Alto contenido en grasas y digestiones pesadas
Boticaria García, farmacéutica y nutricionista, asegura que «En la cabeza de las gambas hay mucha grasa y allí están los compuestos aromáticos del marisco». Estas grasas, aunque aportan sabor, pueden resultar difíciles de digerir para algunas personas.
Chupar la cabeza puede provocar sensación de pesadez, acidez o malestar gastrointestinal, especialmente en personas con digestiones sensibles o problemas digestivos previos.
El cadmio y sus efectos perjudiciales para la salud
El cadmio es un metal pesado presente de forma natural en el medio ambiente, pero cuya concentración ha aumentado debido a la actividad industrial y la contaminación de mares y océanos.
Según la Agency for Toxic Substances and Disease Registry es un «Metal que se encuentra en la corteza terrestre, asociado con minerales de cinc, plomo y cobre». Los crustáceos pueden absorber este metal a través del agua y del alimento que consumen, acumulándolo principalmente en el hepatopáncreas, ubicado en la cabeza.
La acumulación de cadmio en el cuerpo humano es especialmente preocupante porque el organismo lo elimina con mucha dificultad. Una exposición prolongada puede afectar negativamente a los riñones, debilitando su capacidad de filtrado, así como al sistema óseo, aumentando el riesgo de desmineralización y fragilidad ósea.
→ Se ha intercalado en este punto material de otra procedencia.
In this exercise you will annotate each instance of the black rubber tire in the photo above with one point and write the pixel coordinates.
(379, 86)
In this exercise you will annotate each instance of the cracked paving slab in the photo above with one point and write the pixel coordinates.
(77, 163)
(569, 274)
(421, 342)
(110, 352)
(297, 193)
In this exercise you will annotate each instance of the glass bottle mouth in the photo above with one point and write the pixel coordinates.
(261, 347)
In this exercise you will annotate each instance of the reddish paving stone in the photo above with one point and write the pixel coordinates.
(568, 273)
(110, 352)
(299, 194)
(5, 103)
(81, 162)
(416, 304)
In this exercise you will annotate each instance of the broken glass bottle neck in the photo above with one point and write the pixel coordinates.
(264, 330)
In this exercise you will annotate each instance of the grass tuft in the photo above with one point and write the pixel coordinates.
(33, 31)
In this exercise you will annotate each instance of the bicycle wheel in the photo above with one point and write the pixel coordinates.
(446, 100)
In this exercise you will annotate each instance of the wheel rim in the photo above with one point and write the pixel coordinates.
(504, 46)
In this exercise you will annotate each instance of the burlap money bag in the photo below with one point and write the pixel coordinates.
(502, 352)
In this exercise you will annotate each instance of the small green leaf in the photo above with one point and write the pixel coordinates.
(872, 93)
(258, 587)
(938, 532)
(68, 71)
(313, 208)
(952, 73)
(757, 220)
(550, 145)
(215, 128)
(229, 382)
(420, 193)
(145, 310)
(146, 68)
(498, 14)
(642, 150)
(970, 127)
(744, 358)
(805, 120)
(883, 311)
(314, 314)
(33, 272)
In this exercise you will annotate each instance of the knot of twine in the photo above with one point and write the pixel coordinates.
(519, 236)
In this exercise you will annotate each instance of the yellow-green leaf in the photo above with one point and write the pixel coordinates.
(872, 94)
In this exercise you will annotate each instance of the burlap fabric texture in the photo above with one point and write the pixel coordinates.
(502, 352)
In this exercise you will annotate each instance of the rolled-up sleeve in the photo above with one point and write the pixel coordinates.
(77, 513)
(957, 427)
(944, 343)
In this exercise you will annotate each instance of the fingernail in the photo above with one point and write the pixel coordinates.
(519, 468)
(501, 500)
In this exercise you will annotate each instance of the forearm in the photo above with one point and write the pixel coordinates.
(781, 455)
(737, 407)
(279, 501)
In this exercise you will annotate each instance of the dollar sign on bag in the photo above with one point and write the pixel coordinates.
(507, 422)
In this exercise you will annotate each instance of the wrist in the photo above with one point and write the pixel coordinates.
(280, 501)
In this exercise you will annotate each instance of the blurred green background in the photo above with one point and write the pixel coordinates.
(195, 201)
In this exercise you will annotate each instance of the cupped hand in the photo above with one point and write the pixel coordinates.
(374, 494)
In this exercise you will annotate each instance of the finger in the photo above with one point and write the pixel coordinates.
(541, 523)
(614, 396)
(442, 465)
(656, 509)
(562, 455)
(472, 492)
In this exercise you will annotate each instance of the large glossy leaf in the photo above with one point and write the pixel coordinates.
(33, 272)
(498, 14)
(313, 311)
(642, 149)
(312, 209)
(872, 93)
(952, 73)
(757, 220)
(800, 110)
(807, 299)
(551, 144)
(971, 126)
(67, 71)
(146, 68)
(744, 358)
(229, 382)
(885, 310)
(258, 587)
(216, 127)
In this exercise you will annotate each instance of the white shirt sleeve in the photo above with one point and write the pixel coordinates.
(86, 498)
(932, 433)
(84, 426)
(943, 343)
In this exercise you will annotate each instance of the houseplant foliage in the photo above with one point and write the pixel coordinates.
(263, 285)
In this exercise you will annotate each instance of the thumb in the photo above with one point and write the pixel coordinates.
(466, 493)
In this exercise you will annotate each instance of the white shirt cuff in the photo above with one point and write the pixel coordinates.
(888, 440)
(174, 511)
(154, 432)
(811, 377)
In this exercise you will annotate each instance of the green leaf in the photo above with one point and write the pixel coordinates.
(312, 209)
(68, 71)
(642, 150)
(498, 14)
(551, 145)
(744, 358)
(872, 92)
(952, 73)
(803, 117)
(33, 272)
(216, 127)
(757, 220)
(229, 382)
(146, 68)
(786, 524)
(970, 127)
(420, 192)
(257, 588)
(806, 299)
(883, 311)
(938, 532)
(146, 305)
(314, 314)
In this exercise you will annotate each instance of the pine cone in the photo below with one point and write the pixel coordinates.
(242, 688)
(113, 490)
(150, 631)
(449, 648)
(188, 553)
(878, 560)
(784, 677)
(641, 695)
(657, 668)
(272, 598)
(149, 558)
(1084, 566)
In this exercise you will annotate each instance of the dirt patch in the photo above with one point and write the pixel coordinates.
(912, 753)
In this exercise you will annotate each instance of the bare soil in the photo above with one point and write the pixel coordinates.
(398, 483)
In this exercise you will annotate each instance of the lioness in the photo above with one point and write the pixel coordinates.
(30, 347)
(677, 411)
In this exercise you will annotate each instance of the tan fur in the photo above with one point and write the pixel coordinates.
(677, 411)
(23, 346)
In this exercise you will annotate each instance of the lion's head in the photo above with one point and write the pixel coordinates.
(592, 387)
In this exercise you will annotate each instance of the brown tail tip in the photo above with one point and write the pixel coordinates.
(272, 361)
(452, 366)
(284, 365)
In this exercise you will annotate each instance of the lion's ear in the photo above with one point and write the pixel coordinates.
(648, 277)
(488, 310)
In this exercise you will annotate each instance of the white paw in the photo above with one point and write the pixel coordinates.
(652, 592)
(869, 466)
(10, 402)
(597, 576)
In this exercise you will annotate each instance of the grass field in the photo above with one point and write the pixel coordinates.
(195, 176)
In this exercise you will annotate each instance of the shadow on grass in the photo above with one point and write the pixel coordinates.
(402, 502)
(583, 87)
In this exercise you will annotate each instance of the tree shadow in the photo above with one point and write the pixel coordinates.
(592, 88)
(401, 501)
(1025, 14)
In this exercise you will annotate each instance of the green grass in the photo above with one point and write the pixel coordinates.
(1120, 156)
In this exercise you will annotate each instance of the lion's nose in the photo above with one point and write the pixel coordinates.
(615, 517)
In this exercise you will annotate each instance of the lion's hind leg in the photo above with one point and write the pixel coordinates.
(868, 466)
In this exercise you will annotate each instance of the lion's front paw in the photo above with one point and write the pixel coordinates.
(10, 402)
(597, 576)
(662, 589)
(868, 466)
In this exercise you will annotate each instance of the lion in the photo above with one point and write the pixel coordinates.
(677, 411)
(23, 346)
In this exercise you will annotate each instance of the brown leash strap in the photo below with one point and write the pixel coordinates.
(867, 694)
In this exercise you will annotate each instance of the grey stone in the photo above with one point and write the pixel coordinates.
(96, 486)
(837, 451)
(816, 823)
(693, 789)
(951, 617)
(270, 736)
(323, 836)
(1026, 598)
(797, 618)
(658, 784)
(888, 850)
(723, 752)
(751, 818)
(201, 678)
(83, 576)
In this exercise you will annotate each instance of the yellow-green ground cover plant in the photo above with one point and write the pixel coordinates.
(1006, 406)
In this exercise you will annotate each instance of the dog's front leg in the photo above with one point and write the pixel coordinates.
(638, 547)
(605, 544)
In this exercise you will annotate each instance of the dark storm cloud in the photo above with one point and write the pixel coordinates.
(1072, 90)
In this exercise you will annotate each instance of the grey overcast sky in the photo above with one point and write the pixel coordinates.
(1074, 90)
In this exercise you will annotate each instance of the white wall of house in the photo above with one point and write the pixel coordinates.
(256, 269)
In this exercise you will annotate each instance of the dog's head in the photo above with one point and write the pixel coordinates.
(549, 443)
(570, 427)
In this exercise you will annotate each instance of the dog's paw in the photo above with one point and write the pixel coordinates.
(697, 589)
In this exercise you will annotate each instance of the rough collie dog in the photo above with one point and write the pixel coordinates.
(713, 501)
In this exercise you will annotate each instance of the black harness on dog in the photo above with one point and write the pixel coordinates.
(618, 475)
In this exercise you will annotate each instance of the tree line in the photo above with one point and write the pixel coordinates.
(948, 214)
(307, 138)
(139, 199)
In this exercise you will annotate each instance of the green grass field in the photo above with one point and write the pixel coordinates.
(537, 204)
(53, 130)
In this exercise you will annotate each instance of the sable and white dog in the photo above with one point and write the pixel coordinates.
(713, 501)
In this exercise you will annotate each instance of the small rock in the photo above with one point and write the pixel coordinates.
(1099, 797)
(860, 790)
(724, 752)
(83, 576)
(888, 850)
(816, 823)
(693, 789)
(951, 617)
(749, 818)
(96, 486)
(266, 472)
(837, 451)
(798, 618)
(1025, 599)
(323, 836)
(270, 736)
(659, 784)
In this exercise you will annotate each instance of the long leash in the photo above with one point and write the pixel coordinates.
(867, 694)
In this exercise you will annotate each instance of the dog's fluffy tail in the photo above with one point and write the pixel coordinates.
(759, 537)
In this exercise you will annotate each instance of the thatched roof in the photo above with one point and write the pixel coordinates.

«Ingerir alimentos o tomar agua con niveles de cadmio muy altos produce irritación grave del estómago, lo que produce vómitos y diarrea y en ciertas ocasiones la muerte. Si se llega a un nivel suficientemente alto, se producirá daño del riñón», afirma la Agency for Toxic Substances and Disease Registry.
Las formas de consumir las gambas sin riesgos
Para disfrutar de las gambas de manera segura y saludable, es necesario tener en cuenta:
- Retirar la cabeza antes de consumirlas. consumir únicamente la parte central reduce significativamente el riesgo de ingerir sustancias nocivas.
- Eliminar el intestino. quitar la vena negra mejora tanto la higiene como el sabor.
- Cocinarlas correctamente. hervidas, a la plancha o al vapor son métodos seguros que eliminan posibles patógenos.
- Comprar gambas de origen controlado. priorizar productos con trazabilidad y controles sanitarios adecuados.
- Mantener la cadena de frío. evitar romperla desde la compra hasta la preparación.